15 thoughts on “Monday musings on Australian literature: Australian migration literature

  1. WG: I’ve read them all – not sure that I could as succinctly outline them as you have done – i do admire your effort. My love for the literature which showed us ourselves (our Australian selves, I mean) really began strongly after spending a lengthy time abroad with my wife – around the world and back again – as one did – with periods out of my/our linguistic depth – in Madrid and in Munich – covering close to a year – before returning. The immigrant/refugee experience is different while throwing up lots of similarities nonetheless. And then my involvement in TESOL. But in any event I grew up in a street of immigrants/immigrant background – even in rural Tamworth – English and Scottish and Chinese and German and Irish and Dutch and Italian – and an Indigenous family. A grand-parent on either side were immigrants – driving before and after the Great War.

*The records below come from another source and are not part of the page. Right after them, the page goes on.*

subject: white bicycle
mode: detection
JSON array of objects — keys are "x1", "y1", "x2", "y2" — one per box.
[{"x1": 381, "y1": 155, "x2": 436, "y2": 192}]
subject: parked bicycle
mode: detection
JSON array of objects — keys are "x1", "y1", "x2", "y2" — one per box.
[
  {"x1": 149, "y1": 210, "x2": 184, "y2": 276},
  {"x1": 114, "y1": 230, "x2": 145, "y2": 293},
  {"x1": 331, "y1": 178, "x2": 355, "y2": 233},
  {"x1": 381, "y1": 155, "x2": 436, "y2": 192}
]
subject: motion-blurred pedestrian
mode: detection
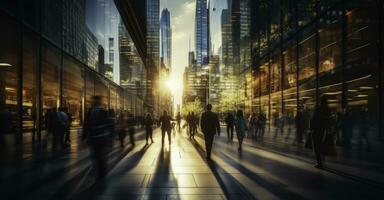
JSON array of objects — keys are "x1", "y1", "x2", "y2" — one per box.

When we lived in Mudgee – it was working on a farm adjoining that of the farm where Henry LAWSON (LARSEN) grew up up which set me on the pathway into Australian writing – and that same landscape and people was explored in poetry by the great social reformer priest – the Revd Ted NOFFS. But it was the writing of my hero Judah WATEN which most drew me to the literature examining the writing of new beginnings in another land – not only in his classic Alien Son (1952) but via almost every other book he published.

      • Auto-correct can be infuriating can’t it Jim? Thanks for your response … I know there are many other books but I wanted to do ones I’ve read. Glad you have too.

        You know, I’ve never read Waten. That is something I must rectify one day.

  2. Nice list and I even remember you writing about some of them. Migration literature is something our two countries have in common. Being a country of immigrants, a melting pot or salad bowl or whatever metaphor is the going one these days, is both a point of pride and a source of anger for large sections of the US. I suppose there has always been conflict, but these days people seem to only like immigrants who are already well off, forget the give us your tired and poor and hungry. And heaven forbid if the new arrivals don’t speak English within minutes of entering the country. Do you have similar issues in Australia?

    • Oh yes we do, Stefanie, from certain sectors of the community. What happened to the kinder, gentler nation do you reckon? One of my favourite pieces of recent American migrant literature has to be Eugenides’ Middlesex.

  3. I’ve written two novels on the subject of migration – Silver City was a tie-in for the movie but it was an unusual assignment in that Penguin gave me carte blanche to make if the screenplay what I would . The story , by Sophie Turkewicz aided by Tom Keneally, had I discovered some historical howlers one of which had significant bearing on the central character who was based on Turkewicz’s mother and caused some dismay when the book was released. The story was about Polish migrants and is in the process of being translated into Polish. But the interesting thing is that the exercise awakened an interest in me about my own migrant background, that of my family ‘s to America and my own to Australia, which led to my writing Sapphires. And I’ve been recently working on an oral history archive of American migrants to Australia for the NLA – I’ve hardly scratched the surface but we’re proving to be a fascinating subset.

    • Oh Sara, thanks for adding this. I’ve only read West Block, many years ago, which my reading group enjoyed. And I have Schemetime waiting in the wings, I’m embarrassed to say.

      As I recollect, Joan Long produced Silver City? I once had a Silver City promo t-shirt which I rather liked. I don’t think I realised the book was a tie in. Sapphires sounds like something up my alley … I love that you’re doing work on the subject of American migrants to Australia for the NLA.